Conclusions — “STABLE FOR NOW”

During the last two decades, Eureka County has experienced significant mining activity especially in the northern part of the County. Approximately 33 percent of Nevada’s gold production comes from Eureka County mines (See Figure 3-10). However, the mine workforce and associated population largely reside outside the County. Table 3-3 shows trends in the Eureka County labor force as compared to resident employment. The total number of jobs in Eureka County in 2013 was 4,752 just slightly higher than 2012 at 4,736 jobs. The resident labor force did not increase between 2012 and 2013. Total county mining employment was unchanged between 2012 and 2013, with approximately 4,250 employees.

There are a number of reasons for this condition. Most notably gold prices have declined since 2011, but remain around $1,300 an ounce. Lower gold prices have a tendency to reduce new development and exploration activity although major mines continue to maintain production levels similar to historic output in Eureka County.

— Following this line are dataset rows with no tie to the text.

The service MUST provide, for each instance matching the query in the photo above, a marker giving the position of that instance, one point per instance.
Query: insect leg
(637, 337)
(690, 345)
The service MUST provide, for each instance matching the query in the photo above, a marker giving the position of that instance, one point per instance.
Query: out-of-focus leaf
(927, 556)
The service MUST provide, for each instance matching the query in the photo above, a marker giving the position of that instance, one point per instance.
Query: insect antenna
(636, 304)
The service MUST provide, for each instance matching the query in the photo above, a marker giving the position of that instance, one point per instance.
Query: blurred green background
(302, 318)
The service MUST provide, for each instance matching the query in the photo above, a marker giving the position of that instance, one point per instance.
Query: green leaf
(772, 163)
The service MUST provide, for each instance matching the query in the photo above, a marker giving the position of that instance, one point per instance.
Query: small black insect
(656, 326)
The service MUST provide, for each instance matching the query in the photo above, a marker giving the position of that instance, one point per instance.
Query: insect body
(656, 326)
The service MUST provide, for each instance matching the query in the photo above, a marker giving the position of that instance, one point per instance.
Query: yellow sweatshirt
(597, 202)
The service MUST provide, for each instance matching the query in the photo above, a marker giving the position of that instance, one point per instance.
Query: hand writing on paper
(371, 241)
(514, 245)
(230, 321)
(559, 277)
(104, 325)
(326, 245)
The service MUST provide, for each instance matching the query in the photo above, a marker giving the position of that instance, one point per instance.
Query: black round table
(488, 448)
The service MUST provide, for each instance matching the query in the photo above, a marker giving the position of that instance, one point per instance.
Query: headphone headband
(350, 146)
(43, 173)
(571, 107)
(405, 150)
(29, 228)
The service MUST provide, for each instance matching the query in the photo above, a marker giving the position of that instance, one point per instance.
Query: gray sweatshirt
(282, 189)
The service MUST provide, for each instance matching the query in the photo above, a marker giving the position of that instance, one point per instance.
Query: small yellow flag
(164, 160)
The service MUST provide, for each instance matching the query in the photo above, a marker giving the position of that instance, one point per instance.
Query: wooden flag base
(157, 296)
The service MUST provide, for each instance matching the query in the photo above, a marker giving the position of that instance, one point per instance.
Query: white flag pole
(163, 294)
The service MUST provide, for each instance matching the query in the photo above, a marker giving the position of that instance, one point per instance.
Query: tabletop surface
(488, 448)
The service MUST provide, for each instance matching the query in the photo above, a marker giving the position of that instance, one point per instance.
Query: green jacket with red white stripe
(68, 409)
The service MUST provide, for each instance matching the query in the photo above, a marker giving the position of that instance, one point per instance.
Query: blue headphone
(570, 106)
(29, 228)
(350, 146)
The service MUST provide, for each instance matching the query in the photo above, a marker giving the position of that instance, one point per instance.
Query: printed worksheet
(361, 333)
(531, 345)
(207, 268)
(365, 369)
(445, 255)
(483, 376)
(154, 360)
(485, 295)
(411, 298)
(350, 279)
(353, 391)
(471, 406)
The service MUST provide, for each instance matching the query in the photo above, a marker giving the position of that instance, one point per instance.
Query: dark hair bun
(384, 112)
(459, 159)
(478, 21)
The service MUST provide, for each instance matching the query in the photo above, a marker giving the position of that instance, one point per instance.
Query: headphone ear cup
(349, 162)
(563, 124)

As a result of historic operating conditions and employment trends, Eureka County derived most of its mining related benefits through local tax revenues such as sales tax collections, property tax, and net proceeds of mines tax (See Figure 4-2). The private sector in Eureka County traditionally saw little direct benefit. Employment gains were muted as were personal income and wages of Eureka County residents. In terms of per capita income Eureka County ranked 8th among Nevada’s 17 counties in 2012 (Table 3-5). The local retail and service sectors saw little increase in activity as the demands for goods and services largely went elsewhere. Eureka County even experiences a poverty rate higher than the State of Nevada as a whole.

Eureka County housing and property values remain some of the most affordable in all of Nevada (See Figure 2-7). Due to the County’s remote location, construction of stick built housing and even the availability of financing have been very limited. Over 70 percent of housing units in Eureka County were mobile homes in 2013 (Table 2-3). However, with the anticipated long-term nature of several mining projects in Eureka County, new conventional stick built homes and rental housing may increase. Other sectors of the Eureka County economy remain stable with little noticeable change during mining cycles. Agriculture, for example, remains one of the County’s base industries and has been relatively stable. However, its total output is sometimes affected by mining due to acquisitions of ranch operations and the change in place and manner of water use. Several large ranches in northern Eureka County are now owned by mining companies. Currently, mining companies own over 51 percent of all agricultural private lands in Eureka County and over 56 percent of total private lands in the County.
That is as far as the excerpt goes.